12/06/2002   English German

  Edition # 41  
San Francisco, 12-06-2002


Figure [1]: Beautiful colors thanks to the parallel incoming evening light

Michael People keep asking: How do you take such great pictures? Answer: With cheap cameras and a bit of experience. I get frustrated when I hear that yet another vacation photographer buys an expensive camera and, of course, produces equally bad pictures with it. Expensive cameras are useless. Anyone who pays more than 250 euros for an SLR (body), or more than, let's say, 400 euros for a digital camera is throwing their money away. If you don't spend five hours a day taking photos and making a living from it, the additional features are completely unnecessary. I am a big fan of so-called point-and-shoot cameras that produce a 35mm negative and do everything automatically. You can get quite far with them, but the automatic settings fail in situations with difficult lighting. Those who know what they're doing can outsmart and correct them. Today's digital cameras in the aforementioned price range are roughly at this level.

If you want better photos, you need an SLR camera and a few interchangeable lenses. A simple automatic exposure system is sufficient, which selects the correct exposure time for a pre-selected aperture. Program automation is nonsense. Winders (automatic film advance) can be quite practical, but due to the noise they produce, they can also be very disturbing. Spot metering is okay, useful for advanced users. Autofocus is nonsense. If you can't focus your pictures manually, you need glasses. If you're too slow, you need more practice.

To improve the quality of your photos, you need to learn how the aperture relates to shutter speed and depth of field; otherwise, all is lost. You must know that good light includes sunlight that falls as parallel as possible —- it's no coincidence that professionals only work in the early morning hours and laze around for the rest of the day. In poor lighting conditions, the camera simply stays in the bag; it's as simple as that.

And one must understand that in a photo, there is always only one exposure. If the frame includes several zones with different brightness levels, problems arise. The eye can look at a bright beach and simultaneously resolve details in the shadow of a sunshade. However, if you capture such a scene on film, there are two possibilities: Either you expose the beach correctly, but then the shadow becomes so dark that you can't recognize any details. Or you measure the shadow, then you can see the details there, but the beach becomes so glaringly white that you go blind at the sight of the photo. You have to learn to avoid such problem areas or use a flash even in daylight to reduce the discrepancy.

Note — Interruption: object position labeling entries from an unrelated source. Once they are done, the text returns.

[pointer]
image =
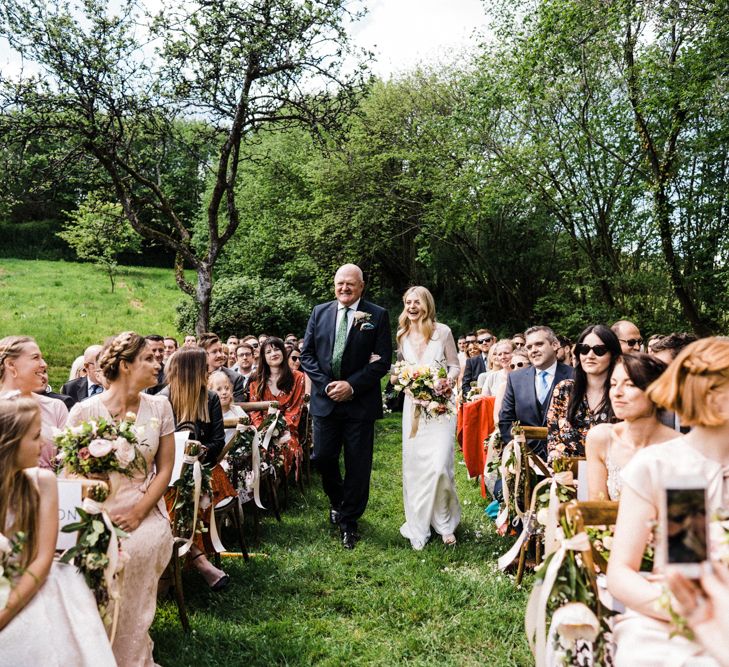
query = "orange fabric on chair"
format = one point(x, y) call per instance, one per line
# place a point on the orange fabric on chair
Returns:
point(475, 423)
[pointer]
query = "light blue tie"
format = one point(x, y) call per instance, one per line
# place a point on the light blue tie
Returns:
point(543, 386)
point(340, 340)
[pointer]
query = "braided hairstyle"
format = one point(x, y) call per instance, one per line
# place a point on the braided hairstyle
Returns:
point(125, 346)
point(18, 494)
point(11, 347)
point(699, 370)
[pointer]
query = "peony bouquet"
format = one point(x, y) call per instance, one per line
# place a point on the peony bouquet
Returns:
point(430, 388)
point(101, 447)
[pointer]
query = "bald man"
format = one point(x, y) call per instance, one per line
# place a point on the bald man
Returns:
point(82, 388)
point(347, 350)
point(629, 336)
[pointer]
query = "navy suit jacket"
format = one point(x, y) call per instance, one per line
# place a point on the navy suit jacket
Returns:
point(362, 341)
point(520, 399)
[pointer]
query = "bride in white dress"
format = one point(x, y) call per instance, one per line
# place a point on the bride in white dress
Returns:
point(429, 490)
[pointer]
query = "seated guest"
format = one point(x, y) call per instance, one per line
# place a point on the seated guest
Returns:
point(217, 359)
point(47, 598)
point(77, 368)
point(528, 393)
point(196, 407)
point(611, 446)
point(580, 403)
point(490, 381)
point(22, 371)
point(668, 347)
point(46, 391)
point(629, 336)
point(170, 347)
point(519, 359)
point(84, 387)
point(136, 503)
point(295, 365)
point(696, 386)
point(219, 383)
point(275, 381)
point(479, 363)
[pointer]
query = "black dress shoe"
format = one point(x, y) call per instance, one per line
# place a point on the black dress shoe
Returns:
point(349, 539)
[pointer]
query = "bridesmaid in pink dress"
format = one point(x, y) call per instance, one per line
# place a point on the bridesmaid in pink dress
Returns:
point(23, 371)
point(136, 503)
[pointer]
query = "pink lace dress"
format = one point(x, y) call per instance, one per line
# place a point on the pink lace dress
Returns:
point(150, 545)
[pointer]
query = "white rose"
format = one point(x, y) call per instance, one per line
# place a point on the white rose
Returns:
point(124, 453)
point(100, 447)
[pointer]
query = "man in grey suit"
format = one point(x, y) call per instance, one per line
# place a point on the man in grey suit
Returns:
point(529, 390)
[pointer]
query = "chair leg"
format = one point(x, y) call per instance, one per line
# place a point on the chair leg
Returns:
point(176, 564)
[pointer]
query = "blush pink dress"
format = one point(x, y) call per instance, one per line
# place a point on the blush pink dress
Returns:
point(150, 545)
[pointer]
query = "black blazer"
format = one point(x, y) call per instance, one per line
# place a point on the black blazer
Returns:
point(474, 367)
point(362, 341)
point(77, 389)
point(520, 399)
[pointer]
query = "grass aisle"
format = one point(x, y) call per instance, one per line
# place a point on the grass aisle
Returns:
point(308, 601)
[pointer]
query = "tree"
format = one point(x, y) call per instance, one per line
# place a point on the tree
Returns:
point(98, 231)
point(241, 67)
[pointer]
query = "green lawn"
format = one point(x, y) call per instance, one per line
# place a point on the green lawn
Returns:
point(303, 600)
point(66, 306)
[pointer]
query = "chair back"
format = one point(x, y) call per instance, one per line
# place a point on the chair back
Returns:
point(71, 492)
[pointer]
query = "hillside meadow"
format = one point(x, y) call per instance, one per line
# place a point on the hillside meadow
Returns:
point(66, 306)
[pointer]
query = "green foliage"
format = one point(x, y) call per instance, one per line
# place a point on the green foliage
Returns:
point(99, 231)
point(242, 305)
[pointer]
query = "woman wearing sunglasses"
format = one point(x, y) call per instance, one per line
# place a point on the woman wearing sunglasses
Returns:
point(580, 403)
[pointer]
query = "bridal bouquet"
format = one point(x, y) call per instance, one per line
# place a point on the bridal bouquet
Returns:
point(10, 549)
point(100, 447)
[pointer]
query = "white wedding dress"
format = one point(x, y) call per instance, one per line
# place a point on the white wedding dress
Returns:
point(429, 490)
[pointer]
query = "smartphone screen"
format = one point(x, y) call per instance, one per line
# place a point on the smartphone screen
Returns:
point(686, 525)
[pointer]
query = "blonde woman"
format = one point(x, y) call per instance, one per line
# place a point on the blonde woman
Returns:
point(47, 599)
point(696, 387)
point(429, 490)
point(135, 504)
point(23, 372)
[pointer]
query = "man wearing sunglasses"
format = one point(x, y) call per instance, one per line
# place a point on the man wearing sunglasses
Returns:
point(629, 336)
point(480, 363)
point(529, 390)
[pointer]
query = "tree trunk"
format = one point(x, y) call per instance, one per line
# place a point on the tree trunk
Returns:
point(202, 296)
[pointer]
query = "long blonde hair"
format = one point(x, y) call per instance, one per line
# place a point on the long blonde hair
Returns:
point(187, 376)
point(698, 371)
point(11, 347)
point(427, 322)
point(17, 491)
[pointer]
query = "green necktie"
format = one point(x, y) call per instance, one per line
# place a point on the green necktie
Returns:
point(339, 341)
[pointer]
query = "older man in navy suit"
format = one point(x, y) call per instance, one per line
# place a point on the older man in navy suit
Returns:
point(529, 391)
point(347, 350)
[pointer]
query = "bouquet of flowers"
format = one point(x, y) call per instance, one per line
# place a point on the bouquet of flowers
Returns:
point(100, 447)
point(430, 389)
point(92, 555)
point(10, 568)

Figure [2]: Mediocre lighting conditions ruin the colors.

The fastest way to learn is by analyzing the photos immediately after taking them -- digital cameras are ideal for this. It costs nothing to take multiple pictures of the same object with different settings and only keep the best one without deleting it right away. Even with printed photos, it pays off to take many of them. From a roll of 36 exposures, only one or two pictures are really good for us.

If you're making paper prints, you should use an expensive film and opt for the most expensive development service. The quality of a picture is 90% determined by photographic skill during exposure and the development process. The camera equipment only contributes 10%. A professional can produce excellent pictures even with a pinhole camera (a cardboard box with a hole). An amateur will produce only rubbish even with a Nikon F5.